En los últimos años, señala esta organización, se viene
registrando un aumento del consumo
de alcohol entre los menores y los jóvenes, así como la
tendencia a beber a una edad cada vez más temprana. Además, la
bebida es uno de los factores de
riesgo para el desarrollo de cánceres como el de estómago o
el de hígado.
Toxicidad y
dependencia
La OMC recuerda que el alcohol
no puede considerarse como una bebida más o un bien de
consumo ordinario y se destaca la necesidad de
potenciar las estrategias en la
reducción de su uso. Se trata, en opinión de los expertos,
de una droga con efectos en la
esfera conductual, psicológica, médica y social, que pueden
ser muy graves a causa de su toxicidad física y de la dependencia.

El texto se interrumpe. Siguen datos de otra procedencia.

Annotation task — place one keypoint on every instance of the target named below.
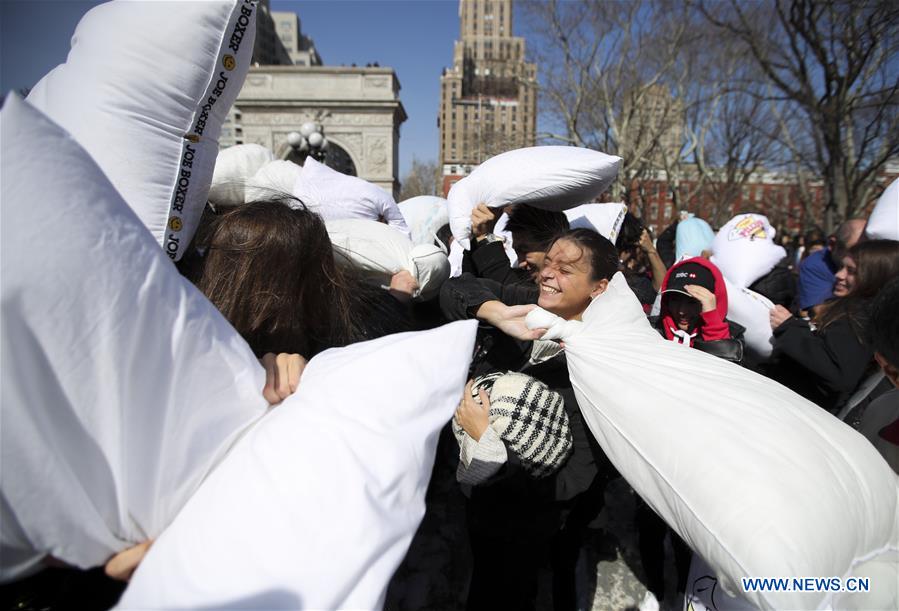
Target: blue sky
(414, 37)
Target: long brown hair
(269, 268)
(876, 262)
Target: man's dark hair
(535, 229)
(630, 233)
(443, 235)
(883, 324)
(814, 236)
(602, 254)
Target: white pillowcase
(550, 177)
(884, 220)
(381, 251)
(757, 480)
(337, 196)
(424, 215)
(604, 219)
(121, 384)
(744, 249)
(237, 177)
(751, 310)
(316, 506)
(145, 90)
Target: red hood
(720, 289)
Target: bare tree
(656, 84)
(423, 179)
(835, 63)
(605, 71)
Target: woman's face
(846, 278)
(564, 281)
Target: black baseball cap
(689, 273)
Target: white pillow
(145, 90)
(751, 310)
(744, 249)
(381, 251)
(550, 177)
(757, 480)
(121, 384)
(316, 506)
(337, 196)
(424, 215)
(604, 219)
(884, 220)
(238, 169)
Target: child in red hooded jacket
(694, 307)
(693, 310)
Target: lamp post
(308, 142)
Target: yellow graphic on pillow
(750, 228)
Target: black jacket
(824, 366)
(459, 299)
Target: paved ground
(436, 570)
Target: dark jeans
(652, 530)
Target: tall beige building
(299, 47)
(488, 100)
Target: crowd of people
(533, 474)
(526, 455)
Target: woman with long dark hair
(825, 360)
(269, 268)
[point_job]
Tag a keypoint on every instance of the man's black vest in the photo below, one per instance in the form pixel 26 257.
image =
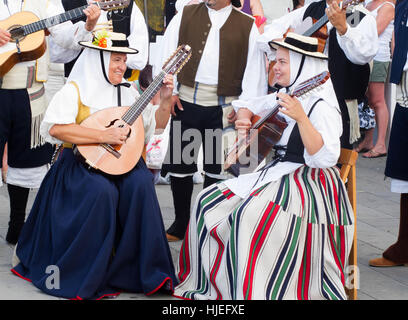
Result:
pixel 350 81
pixel 120 22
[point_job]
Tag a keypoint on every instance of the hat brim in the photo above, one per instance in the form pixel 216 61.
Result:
pixel 110 49
pixel 276 44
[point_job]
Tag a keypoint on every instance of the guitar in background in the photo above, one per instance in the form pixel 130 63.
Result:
pixel 28 33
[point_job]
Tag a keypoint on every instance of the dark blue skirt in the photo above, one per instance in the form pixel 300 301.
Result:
pixel 89 235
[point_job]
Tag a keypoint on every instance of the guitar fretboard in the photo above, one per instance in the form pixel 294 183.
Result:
pixel 52 21
pixel 320 23
pixel 137 108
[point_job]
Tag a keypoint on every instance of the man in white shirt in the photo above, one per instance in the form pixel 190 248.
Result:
pixel 223 42
pixel 129 21
pixel 24 104
pixel 352 44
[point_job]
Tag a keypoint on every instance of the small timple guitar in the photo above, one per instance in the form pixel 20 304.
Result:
pixel 317 30
pixel 28 35
pixel 265 132
pixel 119 159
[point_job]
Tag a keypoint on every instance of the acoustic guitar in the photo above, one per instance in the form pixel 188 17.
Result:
pixel 119 159
pixel 265 132
pixel 317 30
pixel 28 36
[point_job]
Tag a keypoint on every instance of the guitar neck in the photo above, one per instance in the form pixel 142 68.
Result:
pixel 137 108
pixel 320 23
pixel 53 21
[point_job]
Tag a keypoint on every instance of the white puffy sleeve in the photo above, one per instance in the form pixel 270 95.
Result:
pixel 63 109
pixel 254 81
pixel 138 39
pixel 360 44
pixel 327 121
pixel 149 121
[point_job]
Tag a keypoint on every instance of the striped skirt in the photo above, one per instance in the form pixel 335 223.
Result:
pixel 289 239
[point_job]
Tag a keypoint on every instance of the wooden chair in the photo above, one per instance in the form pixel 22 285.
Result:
pixel 348 160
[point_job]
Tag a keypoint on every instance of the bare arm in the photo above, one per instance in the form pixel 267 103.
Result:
pixel 77 134
pixel 384 17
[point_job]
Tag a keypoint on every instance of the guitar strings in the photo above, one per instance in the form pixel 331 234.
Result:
pixel 137 108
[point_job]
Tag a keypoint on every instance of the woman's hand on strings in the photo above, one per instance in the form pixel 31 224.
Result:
pixel 92 13
pixel 176 102
pixel 166 90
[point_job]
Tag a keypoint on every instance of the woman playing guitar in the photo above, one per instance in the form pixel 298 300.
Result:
pixel 103 232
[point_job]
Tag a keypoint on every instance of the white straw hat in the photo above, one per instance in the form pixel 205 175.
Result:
pixel 109 41
pixel 298 43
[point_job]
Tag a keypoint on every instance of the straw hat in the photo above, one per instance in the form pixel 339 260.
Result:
pixel 109 41
pixel 298 43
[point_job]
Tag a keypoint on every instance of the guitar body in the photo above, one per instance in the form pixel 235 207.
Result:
pixel 32 46
pixel 257 146
pixel 97 157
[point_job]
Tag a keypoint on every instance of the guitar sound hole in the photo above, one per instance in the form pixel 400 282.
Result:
pixel 17 33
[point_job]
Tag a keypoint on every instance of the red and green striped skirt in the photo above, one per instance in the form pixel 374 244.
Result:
pixel 290 239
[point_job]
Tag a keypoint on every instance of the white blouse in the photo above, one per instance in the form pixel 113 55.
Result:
pixel 63 109
pixel 325 118
pixel 360 43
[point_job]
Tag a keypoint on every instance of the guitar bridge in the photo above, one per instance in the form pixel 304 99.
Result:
pixel 111 150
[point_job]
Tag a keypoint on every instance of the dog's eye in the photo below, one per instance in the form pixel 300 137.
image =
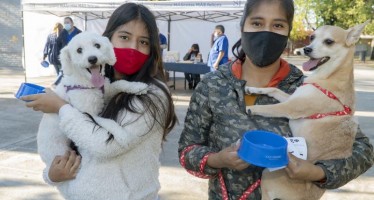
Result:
pixel 329 42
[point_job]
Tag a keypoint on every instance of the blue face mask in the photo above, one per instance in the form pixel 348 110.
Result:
pixel 67 27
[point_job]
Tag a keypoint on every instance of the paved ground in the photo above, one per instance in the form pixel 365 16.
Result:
pixel 20 166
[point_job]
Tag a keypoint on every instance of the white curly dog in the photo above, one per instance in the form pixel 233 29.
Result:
pixel 85 88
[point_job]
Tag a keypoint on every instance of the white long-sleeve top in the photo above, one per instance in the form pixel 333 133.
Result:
pixel 126 168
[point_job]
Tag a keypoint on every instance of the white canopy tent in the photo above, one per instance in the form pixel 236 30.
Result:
pixel 184 23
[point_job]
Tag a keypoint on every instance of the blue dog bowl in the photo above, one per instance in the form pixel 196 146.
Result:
pixel 29 89
pixel 264 149
pixel 45 64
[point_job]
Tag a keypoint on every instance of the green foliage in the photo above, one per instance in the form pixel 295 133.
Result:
pixel 343 13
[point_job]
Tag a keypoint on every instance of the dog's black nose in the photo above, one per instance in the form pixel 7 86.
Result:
pixel 307 50
pixel 92 60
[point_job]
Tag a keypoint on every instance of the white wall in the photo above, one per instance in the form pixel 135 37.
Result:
pixel 182 35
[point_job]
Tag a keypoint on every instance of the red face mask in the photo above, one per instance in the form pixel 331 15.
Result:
pixel 129 61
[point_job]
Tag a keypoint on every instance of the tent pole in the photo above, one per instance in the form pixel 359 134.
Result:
pixel 169 22
pixel 23 45
pixel 85 21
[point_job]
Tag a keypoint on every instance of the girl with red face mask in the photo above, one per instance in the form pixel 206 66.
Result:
pixel 140 122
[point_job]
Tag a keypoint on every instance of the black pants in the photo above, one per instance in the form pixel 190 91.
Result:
pixel 192 79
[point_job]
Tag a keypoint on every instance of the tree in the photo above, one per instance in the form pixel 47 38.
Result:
pixel 343 13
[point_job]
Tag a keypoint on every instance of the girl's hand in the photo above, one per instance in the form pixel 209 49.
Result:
pixel 64 167
pixel 228 158
pixel 47 103
pixel 303 169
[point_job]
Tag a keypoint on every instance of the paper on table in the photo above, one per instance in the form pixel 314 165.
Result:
pixel 297 146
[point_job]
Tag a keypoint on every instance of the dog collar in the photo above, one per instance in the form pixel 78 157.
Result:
pixel 78 87
pixel 347 110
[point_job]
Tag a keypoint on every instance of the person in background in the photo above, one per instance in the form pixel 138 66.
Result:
pixel 52 50
pixel 67 33
pixel 193 54
pixel 140 123
pixel 216 118
pixel 218 54
pixel 163 41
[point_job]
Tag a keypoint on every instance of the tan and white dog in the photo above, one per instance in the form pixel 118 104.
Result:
pixel 321 110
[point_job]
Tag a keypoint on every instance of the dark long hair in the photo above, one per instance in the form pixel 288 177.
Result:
pixel 250 5
pixel 151 73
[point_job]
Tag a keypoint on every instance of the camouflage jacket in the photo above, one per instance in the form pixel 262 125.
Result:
pixel 216 118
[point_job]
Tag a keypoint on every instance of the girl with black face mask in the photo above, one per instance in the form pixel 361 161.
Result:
pixel 193 54
pixel 217 118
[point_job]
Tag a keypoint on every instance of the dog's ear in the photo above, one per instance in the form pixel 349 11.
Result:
pixel 65 59
pixel 354 33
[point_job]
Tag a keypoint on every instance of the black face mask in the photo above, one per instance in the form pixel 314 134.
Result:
pixel 263 48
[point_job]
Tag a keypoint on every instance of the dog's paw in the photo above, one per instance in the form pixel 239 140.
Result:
pixel 252 90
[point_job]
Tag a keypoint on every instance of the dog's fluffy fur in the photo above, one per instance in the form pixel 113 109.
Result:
pixel 331 137
pixel 83 61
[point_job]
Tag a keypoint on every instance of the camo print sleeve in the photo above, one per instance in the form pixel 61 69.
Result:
pixel 341 171
pixel 195 134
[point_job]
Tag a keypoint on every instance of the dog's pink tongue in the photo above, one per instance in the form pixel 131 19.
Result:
pixel 310 64
pixel 96 79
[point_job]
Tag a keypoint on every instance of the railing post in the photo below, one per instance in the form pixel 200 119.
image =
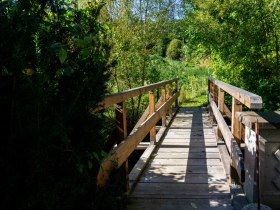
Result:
pixel 163 99
pixel 170 95
pixel 120 112
pixel 151 111
pixel 235 125
pixel 176 90
pixel 221 100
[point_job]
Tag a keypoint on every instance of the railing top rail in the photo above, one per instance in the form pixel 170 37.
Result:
pixel 247 98
pixel 115 98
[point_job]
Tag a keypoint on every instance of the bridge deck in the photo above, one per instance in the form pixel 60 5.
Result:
pixel 186 170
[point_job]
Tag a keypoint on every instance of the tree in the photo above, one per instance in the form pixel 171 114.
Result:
pixel 53 58
pixel 242 39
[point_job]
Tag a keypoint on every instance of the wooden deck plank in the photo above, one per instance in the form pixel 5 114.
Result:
pixel 179 190
pixel 203 150
pixel 186 178
pixel 186 162
pixel 186 167
pixel 164 169
pixel 176 204
pixel 192 155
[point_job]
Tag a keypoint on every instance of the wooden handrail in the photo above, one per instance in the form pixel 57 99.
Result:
pixel 251 100
pixel 146 123
pixel 216 89
pixel 115 98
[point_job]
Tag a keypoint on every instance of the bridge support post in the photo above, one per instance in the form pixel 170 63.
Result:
pixel 120 112
pixel 176 90
pixel 151 111
pixel 221 102
pixel 170 95
pixel 163 99
pixel 235 124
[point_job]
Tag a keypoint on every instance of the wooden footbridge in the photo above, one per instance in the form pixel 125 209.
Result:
pixel 183 166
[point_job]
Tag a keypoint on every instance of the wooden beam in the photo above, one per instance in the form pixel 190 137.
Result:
pixel 236 155
pixel 152 111
pixel 227 111
pixel 235 124
pixel 221 100
pixel 109 100
pixel 163 99
pixel 247 98
pixel 170 94
pixel 145 115
pixel 122 152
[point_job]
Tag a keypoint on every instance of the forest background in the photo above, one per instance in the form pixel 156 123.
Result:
pixel 58 58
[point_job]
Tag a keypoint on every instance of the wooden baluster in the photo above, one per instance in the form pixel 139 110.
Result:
pixel 120 112
pixel 235 124
pixel 221 100
pixel 176 90
pixel 170 95
pixel 163 99
pixel 151 111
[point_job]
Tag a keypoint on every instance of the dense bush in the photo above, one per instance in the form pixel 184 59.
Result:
pixel 52 64
pixel 174 49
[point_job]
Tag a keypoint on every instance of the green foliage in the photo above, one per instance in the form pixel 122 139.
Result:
pixel 53 58
pixel 241 38
pixel 174 49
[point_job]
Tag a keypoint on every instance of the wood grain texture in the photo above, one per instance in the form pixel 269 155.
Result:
pixel 247 98
pixel 185 167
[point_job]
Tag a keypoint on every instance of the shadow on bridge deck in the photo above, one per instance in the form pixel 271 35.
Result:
pixel 185 171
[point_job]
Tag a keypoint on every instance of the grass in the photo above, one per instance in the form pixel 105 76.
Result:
pixel 197 101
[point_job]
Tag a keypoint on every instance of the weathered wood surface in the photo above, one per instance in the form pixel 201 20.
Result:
pixel 117 157
pixel 247 98
pixel 232 146
pixel 109 100
pixel 186 170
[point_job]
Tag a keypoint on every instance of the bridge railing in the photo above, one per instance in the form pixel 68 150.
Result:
pixel 232 138
pixel 146 124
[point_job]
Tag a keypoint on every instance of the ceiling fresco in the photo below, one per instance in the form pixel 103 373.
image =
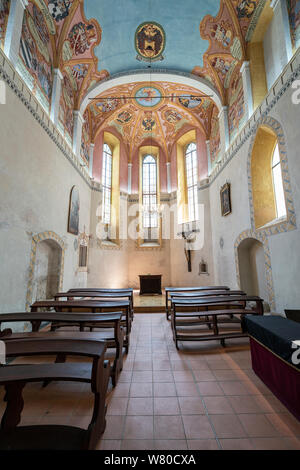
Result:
pixel 89 41
pixel 145 111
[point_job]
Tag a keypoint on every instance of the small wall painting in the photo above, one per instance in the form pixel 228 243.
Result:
pixel 73 222
pixel 225 199
pixel 150 42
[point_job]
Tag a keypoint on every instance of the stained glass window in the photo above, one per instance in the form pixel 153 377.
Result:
pixel 106 184
pixel 191 169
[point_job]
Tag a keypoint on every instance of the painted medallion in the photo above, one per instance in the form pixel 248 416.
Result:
pixel 148 96
pixel 150 42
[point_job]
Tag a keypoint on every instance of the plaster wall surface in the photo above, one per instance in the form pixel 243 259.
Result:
pixel 35 180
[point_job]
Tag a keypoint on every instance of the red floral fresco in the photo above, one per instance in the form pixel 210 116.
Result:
pixel 4 12
pixel 86 138
pixel 215 139
pixel 294 16
pixel 36 53
pixel 66 108
pixel 236 105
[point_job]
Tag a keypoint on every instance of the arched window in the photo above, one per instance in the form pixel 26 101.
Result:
pixel 106 184
pixel 266 177
pixel 149 192
pixel 278 184
pixel 191 169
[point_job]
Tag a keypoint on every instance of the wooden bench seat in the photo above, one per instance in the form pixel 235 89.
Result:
pixel 212 311
pixel 95 295
pixel 169 290
pixel 113 333
pixel 14 378
pixel 90 306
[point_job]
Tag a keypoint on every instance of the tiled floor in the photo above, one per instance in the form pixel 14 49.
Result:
pixel 204 398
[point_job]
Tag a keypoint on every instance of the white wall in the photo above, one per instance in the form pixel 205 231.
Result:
pixel 35 181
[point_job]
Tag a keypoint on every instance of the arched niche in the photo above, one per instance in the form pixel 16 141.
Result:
pixel 253 266
pixel 268 133
pixel 46 267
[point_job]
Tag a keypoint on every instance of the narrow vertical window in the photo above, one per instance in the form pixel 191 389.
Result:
pixel 278 184
pixel 106 184
pixel 191 180
pixel 149 190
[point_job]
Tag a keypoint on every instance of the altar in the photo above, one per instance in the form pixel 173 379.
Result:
pixel 150 284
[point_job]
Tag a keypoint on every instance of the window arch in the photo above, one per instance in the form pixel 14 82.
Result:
pixel 149 192
pixel 191 173
pixel 107 184
pixel 267 184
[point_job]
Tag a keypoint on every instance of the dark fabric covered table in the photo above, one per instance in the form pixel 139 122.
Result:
pixel 271 340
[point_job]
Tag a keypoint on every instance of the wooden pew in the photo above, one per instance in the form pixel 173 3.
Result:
pixel 113 334
pixel 95 295
pixel 168 291
pixel 212 307
pixel 15 377
pixel 90 306
pixel 128 292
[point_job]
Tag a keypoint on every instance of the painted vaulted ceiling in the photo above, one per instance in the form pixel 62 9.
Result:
pixel 93 40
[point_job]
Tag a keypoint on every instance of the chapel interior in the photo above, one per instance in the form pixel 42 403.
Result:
pixel 149 212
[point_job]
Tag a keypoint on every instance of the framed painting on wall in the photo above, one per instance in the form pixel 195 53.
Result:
pixel 73 220
pixel 225 199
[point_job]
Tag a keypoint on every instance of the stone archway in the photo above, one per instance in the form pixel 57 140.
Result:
pixel 290 223
pixel 46 267
pixel 250 237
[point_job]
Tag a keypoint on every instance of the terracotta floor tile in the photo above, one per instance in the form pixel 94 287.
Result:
pixel 114 427
pixel 141 389
pixel 125 376
pixel 183 376
pixel 166 406
pixel 245 404
pixel 140 406
pixel 191 406
pixel 105 444
pixel 138 444
pixel 227 426
pixel 188 389
pixel 234 388
pixel 163 376
pixel 209 389
pixel 202 444
pixel 117 406
pixel 197 427
pixel 164 389
pixel 236 444
pixel 257 425
pixel 121 390
pixel 168 427
pixel 174 444
pixel 276 443
pixel 142 376
pixel 218 405
pixel 204 376
pixel 285 423
pixel 138 427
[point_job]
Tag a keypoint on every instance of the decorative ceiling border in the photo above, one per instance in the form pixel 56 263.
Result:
pixel 15 82
pixel 11 77
pixel 290 73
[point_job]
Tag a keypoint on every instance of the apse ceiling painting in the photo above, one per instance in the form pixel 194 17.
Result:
pixel 150 111
pixel 89 43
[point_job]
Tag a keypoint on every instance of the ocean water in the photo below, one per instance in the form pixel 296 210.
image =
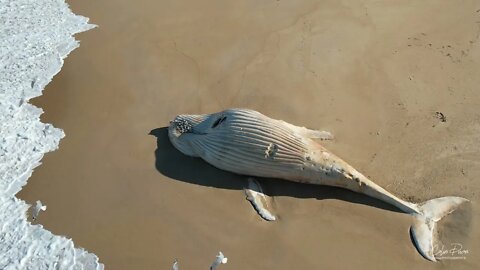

Quienes beben antes de llegar a la madurez fisiológica tienen más
probabilidades de convertirse en
alcohólicos en la edad adulta y de sufrir diversos
trastornos relacionados con este consumo, señala la organización
colegiada.
La OMC agrega que uno de los primeros contactos con las personas
que tienen esta adicción es en la
red de Atención Primaria, por lo que los médicos además de
tratar las patologías asociadas
deben fomentar "un cambio de mentalidad que permita tratar
íntegramente el problema desde el
individuo, el entorno familiar y comunitario".